An Online MBA For The Renaissance Manager

William & Mary's Mason School of Business

William & Mary’s Mason School of Business

Ten years ago, Professor Jim Olver sat in a room full of other business educators at a conference hosted by the Graduate Management Admissions Council. The keynote speaker was Sun Microsystems Co-founder and CEO Scott McNealy.

“He spent about the first 15 minutes of his presentation making fun of us,” Olver recalls. “He said he went to Stanford for his MBA but didn’t go to class after the first year because he was too busy meeting smart people and trying to start a business. He said it was more helpful than the classroom.”

A seed was planted for Olver, a professor at the William & Mary Raymond A. Mason School of Business. Now, 10 years later, Olver and the Mason School have an answer to those comments. And it’s in the form of a new online MBA program with a curriculum shift. The program is based around a Jeffersonian theme of “renaissance thinker, revolutionary leader.”

William & Mary is the third business school in the past month to announce a new online MBA program. Not much more than a week ago, the business schools at the University of Southern California and American University in Washington, D.C., unveiled plans for online degree programs that will begin this fall (see USC Marshall Is Latest To Offer Online MBA — The Pricetag: $93,502).
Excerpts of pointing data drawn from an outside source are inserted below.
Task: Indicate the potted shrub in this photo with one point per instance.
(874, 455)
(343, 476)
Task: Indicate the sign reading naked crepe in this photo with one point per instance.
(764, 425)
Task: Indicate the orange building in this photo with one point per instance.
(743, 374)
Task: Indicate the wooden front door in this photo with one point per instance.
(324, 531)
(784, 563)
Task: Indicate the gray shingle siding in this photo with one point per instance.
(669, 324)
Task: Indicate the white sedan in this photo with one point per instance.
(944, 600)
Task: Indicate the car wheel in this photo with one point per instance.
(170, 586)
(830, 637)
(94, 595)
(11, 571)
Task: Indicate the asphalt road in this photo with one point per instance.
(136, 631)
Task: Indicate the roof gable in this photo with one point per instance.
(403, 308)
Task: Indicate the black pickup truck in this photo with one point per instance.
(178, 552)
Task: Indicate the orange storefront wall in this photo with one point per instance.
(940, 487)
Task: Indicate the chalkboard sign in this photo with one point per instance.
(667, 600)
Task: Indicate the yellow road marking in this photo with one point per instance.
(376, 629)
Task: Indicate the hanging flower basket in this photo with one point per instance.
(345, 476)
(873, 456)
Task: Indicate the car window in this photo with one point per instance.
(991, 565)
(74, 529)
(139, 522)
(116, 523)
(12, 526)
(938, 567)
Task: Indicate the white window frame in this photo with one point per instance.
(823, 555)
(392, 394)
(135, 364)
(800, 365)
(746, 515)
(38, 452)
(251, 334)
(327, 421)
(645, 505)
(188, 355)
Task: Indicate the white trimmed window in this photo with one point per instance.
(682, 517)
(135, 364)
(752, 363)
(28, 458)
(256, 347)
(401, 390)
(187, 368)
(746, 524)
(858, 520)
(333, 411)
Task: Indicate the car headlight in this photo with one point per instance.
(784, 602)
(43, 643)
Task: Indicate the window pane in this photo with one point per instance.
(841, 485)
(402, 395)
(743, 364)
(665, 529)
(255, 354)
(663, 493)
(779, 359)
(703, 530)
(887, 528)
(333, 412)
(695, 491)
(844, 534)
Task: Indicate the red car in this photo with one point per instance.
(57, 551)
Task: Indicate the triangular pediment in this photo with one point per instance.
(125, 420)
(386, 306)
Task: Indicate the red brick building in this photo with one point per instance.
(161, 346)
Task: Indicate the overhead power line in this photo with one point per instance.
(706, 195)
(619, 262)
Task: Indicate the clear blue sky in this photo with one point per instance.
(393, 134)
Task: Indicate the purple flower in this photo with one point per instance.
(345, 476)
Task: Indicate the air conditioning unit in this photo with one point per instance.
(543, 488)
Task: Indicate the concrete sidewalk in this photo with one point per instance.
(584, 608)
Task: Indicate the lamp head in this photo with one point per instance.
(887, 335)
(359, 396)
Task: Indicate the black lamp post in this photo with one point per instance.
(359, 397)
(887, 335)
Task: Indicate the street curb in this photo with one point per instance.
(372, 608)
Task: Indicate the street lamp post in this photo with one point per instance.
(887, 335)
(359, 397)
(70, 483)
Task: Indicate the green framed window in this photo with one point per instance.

CURRICULUM FROM ‘A BLANK CANVAS’

“We got together as a faculty and looked for the disconnect between the traditional MBA and what’s required of leaders in the 21st Century,” Olver explains. “The traditional MBA skills like finance, marketing, operations and others are still important, but they are table stakes. If you look at research from IBM Global or what Deloitte and McKinsey are doing, you see what’s also needed is training in seeing around corners, taking intelligent risks and embracing complexity and ambiguity.”

Dean Larry Pulley says Olver and the 12-member faculty team has been thrilled to put the new curriculum and program together. “We presented them with a blank canvas,” Pulley says. “It’s hard to make fundamental changes in a program. But they had brainstorming meetings about the kinds of integration and collaboration thinking about what the program should be and they got excited about it. They were truly excited about this from the get-go.”

The result is a 49-credit hour curriculum that will take students two years to complete. The first course all students take is called Renaissance Manager. Students are expected to enter the program with a complex business problem they are currently experiencing.

“We will be looking at some wicked complex problems,” Olver says. “They will continue to work through the individualized and personal problems throughout the program and will do personal reflections on them.”

A DEGREE BASED ON JEFFERSONIAN RENAISSANCE 

After the first course, students will take the standard MBA coursework like financial and managerial accounting, business operations, marketing, strategy and others. At the same time, they will be applying concepts in those classes to solving the problem they brought into the program.

“We continue that common thread throughout the coursework and then finish with a capstone course,” says Olver.

The capstone course is called Revolutionary Leader. According to Olver, it will do more than help students solve complex problems—it will help them “tackle” the problems.

“Most managers are, frankly, ill-equipped to handle the challenges and opportunities of the ambiguity and complexity in the 21st Century,” Olver says. “There is a lot of dramatic change happening now and if you can come to those complexities with a willingness and know-how to take intelligent risks, you will be better off.”